文:Michael Kanellos(CNET News.com) 翻訳校正:緒方亮、小林理子2006年07月13日 21時39分

 半導体ファウンドリであるChartered Semiconductor Manufacturingが、Advanced Micro Devices(AMD)との契約に基づいて製造したマイクロプロセッサの出荷が始まった。Charteredへの製造委託はIntelから市場シェアを奪いたいAMDの戦略の目玉の1つだ。

 Charteredが出荷を始めたチップは90ナノメートルプロセスで製造されている。これは現在AMDがドイツのドレスデンにある自社工場で製造しているチップと同じ製造プロセスだ。

 AMDで自動調整製造(APM)技術の担当ディレクターを務めるThomas Sonderman氏によると、AMDは第4四半期から自社工場で、より進んだ65ナノメートルプロセスによるチップの出荷を開始する。Charteredは2007年中ごろに65ナノメートルプロセスを用いたAthlonファミリのチップを出荷する。

 Charteredが製造するのは、ローエンドチップだけに制限されるわけではない。CharteredはAMDのすべてのプロセッサを製造することが可能だ。

 「Charteredは『Opteron』から『Turion』(ノートPC向け)まで、あらゆるプロセッサを製造することができる」とSonderman氏は述べている。両社の契約では最少生産数とともに最大生産数が定めてある

 AMDによると、Charteredとの契約とAMD自身の増資計画によって、2008年までには市場の30%を制するチップ製造が可能になるという。現在同社が抑えているのは約21%にとどまっている。

 PC向けマイクロプロセッサのメーカーはこれまで、チップ製造をサードパーティーのファウンドリに任そうと試みては失敗してきた。多くの場合、ファウンドリ側が求める金額が大きすぎた。IBMはCyrixのマイクロプロセッサ製造で同意したが、このとき、代金として製造量の50%がIBMのものとなった。AMDは1990年代、チップ製造をIBMへ委託することに同意したが、これは実行されなかった。

 また、技術的な複雑さも問題となる。AMDと台湾のファウンドリであるUMCとの間の契約はこれが原因で失敗に終わった。

 こうした問題を乗り越えるため、AMDは同社の製造技術をCharteredにライセンス供与したとSonderman氏は話している。これによって、Charteredは、複雑なプロジェクトに取り組めるだけの技術を得られ、AMD側にはコスト面の利点が生まれた。Sonderman氏は契約の詳細については触れなかったが、知的所有権に関しては「何でもただのものはない」と語った。

 CharteredはAMDから入手した製造のノウハウを利用して、他の顧客企業に対しタイプの異なるチップを製造することは可能だが、その際、x86アーキテクチャに基づいたチップは他社のために製造してはならないという大きな制約がある。x86アーキテクチャはAMDとIntelのプロセッサの根幹をなしている。
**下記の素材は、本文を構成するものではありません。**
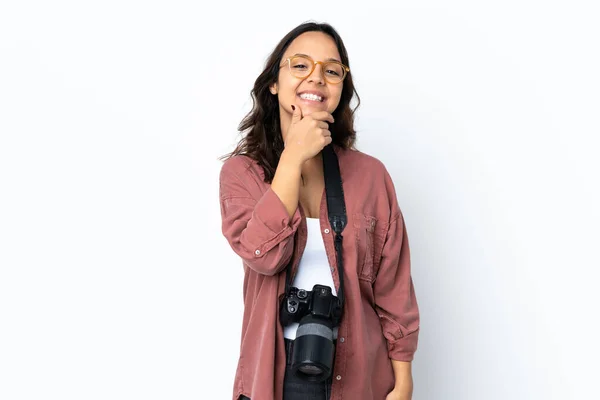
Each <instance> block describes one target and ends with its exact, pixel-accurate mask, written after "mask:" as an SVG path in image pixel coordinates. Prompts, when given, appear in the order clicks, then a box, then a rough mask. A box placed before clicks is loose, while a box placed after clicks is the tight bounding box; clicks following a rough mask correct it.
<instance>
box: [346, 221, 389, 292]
mask: <svg viewBox="0 0 600 400" xmlns="http://www.w3.org/2000/svg"><path fill="white" fill-rule="evenodd" d="M353 219H354V222H353V228H354V240H355V246H356V256H357V273H358V277H359V278H360V279H364V280H367V281H369V282H371V283H372V282H374V281H375V277H376V276H377V271H378V270H379V262H380V259H381V251H382V248H383V242H384V240H385V230H383V232H382V229H381V227H380V226H378V225H379V224H378V220H377V218H375V217H373V216H371V215H366V214H362V213H355V214H354V218H353Z"/></svg>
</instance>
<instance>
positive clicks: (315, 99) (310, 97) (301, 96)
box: [300, 93, 323, 101]
mask: <svg viewBox="0 0 600 400" xmlns="http://www.w3.org/2000/svg"><path fill="white" fill-rule="evenodd" d="M300 98H302V99H306V100H313V101H323V98H322V97H321V96H317V95H314V94H310V93H303V94H301V95H300Z"/></svg>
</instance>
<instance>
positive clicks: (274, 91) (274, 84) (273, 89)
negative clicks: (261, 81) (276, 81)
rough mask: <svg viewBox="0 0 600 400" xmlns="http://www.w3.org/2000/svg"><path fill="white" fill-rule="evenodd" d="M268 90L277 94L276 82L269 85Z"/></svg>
mask: <svg viewBox="0 0 600 400" xmlns="http://www.w3.org/2000/svg"><path fill="white" fill-rule="evenodd" d="M269 90H270V91H271V93H272V94H277V84H276V83H274V84H272V85H271V86H269Z"/></svg>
 「UMCとの契約を経て、ファウンドリにマイクロプロセッサの製造を委託するなら、自社のテクノロジのいくぶんかはライセンス供与しなければならないことがわかった」とSonderman氏は話している。「ファウンドリとの間では(価格)プレミアムは避けられないが、今回(AMDとCharteredの契約)は採算の合うものになっている」

 かつては製品の歩留まりの悪さで知られたAMDも、ここ数年は業界で最も効率的なチップメーカーの1つとしてアナリストたちに評価されるようになった。APMという手法によって、AMDは製造工程の早い段階で欠陥を素早く修復することが可能になり、工場の月間のウエハ生産量も増加した。製造の効率化によって営業利益は2005年の第2四半期から2006年の第1四半期にかけて4800万ドル上昇した。同じ期間、在庫は35%減少したとSonderman氏は続けた。
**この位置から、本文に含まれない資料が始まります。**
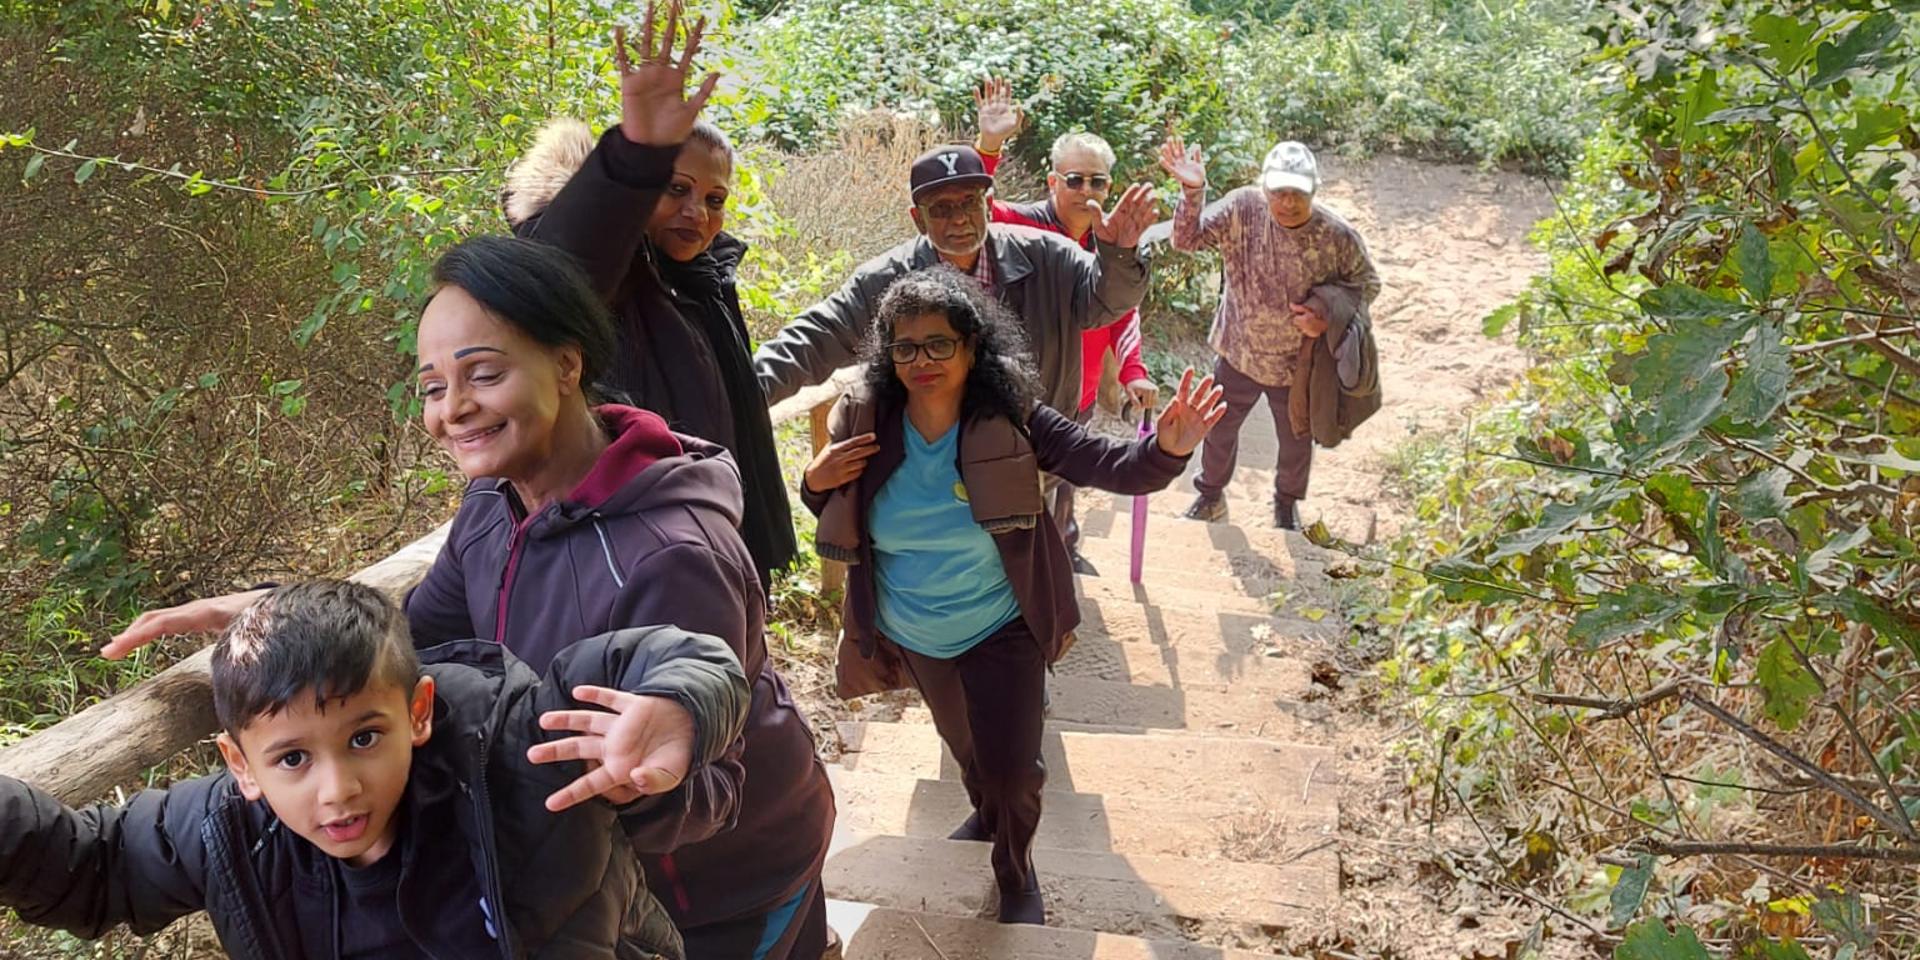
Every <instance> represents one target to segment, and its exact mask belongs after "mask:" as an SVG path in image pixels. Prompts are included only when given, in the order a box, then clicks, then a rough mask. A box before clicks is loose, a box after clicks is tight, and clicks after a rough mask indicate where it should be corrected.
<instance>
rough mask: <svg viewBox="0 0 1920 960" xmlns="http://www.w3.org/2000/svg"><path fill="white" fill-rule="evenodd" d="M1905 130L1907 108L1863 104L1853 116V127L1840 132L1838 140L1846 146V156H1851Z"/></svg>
mask: <svg viewBox="0 0 1920 960" xmlns="http://www.w3.org/2000/svg"><path fill="white" fill-rule="evenodd" d="M1905 129H1907V108H1901V106H1897V104H1864V106H1860V109H1859V113H1857V115H1855V119H1853V127H1847V129H1845V131H1841V132H1839V138H1841V142H1845V144H1847V154H1849V156H1853V154H1859V152H1860V150H1864V148H1868V146H1874V144H1878V142H1882V140H1891V138H1895V136H1899V132H1901V131H1905Z"/></svg>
 APM技術とチップ設計の変更により、AMDはウエハから製造されるチップの種類の決定を、製造工程の最終段階まで遅らせることができるようになった。決定があとに延ばせるため、AMDは新しく突然に需要が変化しても、それに合わせてチップを製造することが可能になった。

 「チップの系統を製造の流れの中で変更することができる」とSonderman氏は説明する。